Updater: tex code in title/content make it crash

Hi, arxiv.org feeds can have tex code in the titles and abstracts of articles, which makes updater.php fail. I am not sure why this didn’t happen before (I read for many years those feeds with tt-rss), probably since the change to PDO.

git 4fa64e8, debian 8, postgres 9.4.15, php 7.1.15
feed: quant-ph updates on arXiv.org (passes myfeedsucks)

The problem currently is that the title and abstract of one entry contain this: Poincar\'e .

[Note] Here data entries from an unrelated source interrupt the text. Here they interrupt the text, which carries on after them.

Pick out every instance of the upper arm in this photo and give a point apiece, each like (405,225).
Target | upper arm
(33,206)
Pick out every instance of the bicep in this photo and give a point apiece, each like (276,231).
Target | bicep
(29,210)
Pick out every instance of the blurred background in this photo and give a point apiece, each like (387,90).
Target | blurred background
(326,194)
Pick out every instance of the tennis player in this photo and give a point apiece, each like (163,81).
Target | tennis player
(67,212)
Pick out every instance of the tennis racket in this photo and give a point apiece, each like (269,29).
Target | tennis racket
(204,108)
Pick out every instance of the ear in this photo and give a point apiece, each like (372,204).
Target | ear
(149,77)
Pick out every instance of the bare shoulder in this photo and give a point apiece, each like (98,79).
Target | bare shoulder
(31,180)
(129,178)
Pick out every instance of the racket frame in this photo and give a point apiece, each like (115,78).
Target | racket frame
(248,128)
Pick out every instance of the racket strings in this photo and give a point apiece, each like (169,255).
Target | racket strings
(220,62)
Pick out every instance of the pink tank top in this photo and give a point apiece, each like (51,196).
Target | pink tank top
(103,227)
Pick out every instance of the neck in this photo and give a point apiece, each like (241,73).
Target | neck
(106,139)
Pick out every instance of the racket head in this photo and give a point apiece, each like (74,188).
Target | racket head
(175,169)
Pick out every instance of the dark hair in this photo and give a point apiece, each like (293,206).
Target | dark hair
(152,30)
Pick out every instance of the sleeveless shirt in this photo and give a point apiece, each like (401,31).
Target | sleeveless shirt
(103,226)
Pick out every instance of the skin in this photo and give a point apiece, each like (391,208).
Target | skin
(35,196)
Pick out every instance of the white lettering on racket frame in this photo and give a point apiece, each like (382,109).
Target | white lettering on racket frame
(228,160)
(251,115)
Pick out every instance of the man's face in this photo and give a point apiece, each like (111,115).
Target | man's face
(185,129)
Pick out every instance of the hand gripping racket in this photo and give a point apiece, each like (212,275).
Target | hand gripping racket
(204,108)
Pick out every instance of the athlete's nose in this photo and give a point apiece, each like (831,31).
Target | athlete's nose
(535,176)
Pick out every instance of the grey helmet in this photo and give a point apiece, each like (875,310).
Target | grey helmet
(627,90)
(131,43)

PHP Warning: PDO::prepare(): SQLSTATE[HY093]: Invalid parameter number: mixed named and positional parameters in /var/www/http/tt-rss/classes/rssutils.php on line 996
PHP Warning: PDO::prepare(): SQLSTATE[HY093]: Invalid parameter number in /var/www/http/tt-rss/classes/rssutils.php on line 996
PHP Fatal error: Uncaught Error: Call to a member function execute() on boolean in /var/www/http/tt-rss/classes/rssutils.php:1006
Stack trace:
#0 /var/www/http/tt-rss/classes/rssutils.php(190): RSSUtils::update_rss_feed(179, true, false)
#1 /var/www/http/tt-rss/update.php(199): RSSUtils::update_daemon_common(500)
#2 {main}
thrown in /var/www/http/tt-rss/classes/rssutils.php on line 1006
[13:26:10/475] Sleeping for 120 seconds…

Since I think it’s the specific \' combination, with this (ugly) change it works: git diff classes/rssutils.php :

-                                               $tsvector_combined = mb_substr($entry_title . ' ' .
-                                                       preg_replace('/[<\?\:]/', ' ', strip_tags($entry_content)),
+                                               $tsvector_combined = mb_substr(
+                                                       preg_replace('/\\\\\'/', '', $entry_title) . ' ' .
+                                                       preg_replace('/[<\?\:]/', ' ', preg_replace('/\\\\\'/', '', strip_tags($entry_content))),
                                                        0, 1000000);

Could you confirm this?
Thanks,
Wolfgang

there has to be a better way, this is just plain horrible

Yes. It seems that I was wrong, the ? in the “title” was the culprit, as it was not removed (question marks were already deleted from the entry_content). The reason why my previous change did work is different. How about simply this:

-                                               $tsvector_combined = mb_substr($entry_title . ' ' .
-                                                       preg_replace('/[<\?\:]/', ' ', strip_tags($entry_content)),
-                                                       0, 1000000);
+                                               $tsvector_combined = preg_replace('/[<\?\:]/', ' ', mb_substr($entry_title . ' ' .
+                                                       strip_tags($entry_content),
+                                                       0, 1000000));

this is better but i still really dislike the hacks needed for this stupid field

i’ll take a closer look at this tomorrow, if all else fails i’ll merge the above fix

e: thanks btw

I could not find much about PDO & postgres full-text search, manual sanitizing seems to be normal. I guess that tsvector_combined = to_tsvector( :tsvectext ) and then setting :tsvectext in execute() doesn’t work with PDO/PG but I didn’t try this.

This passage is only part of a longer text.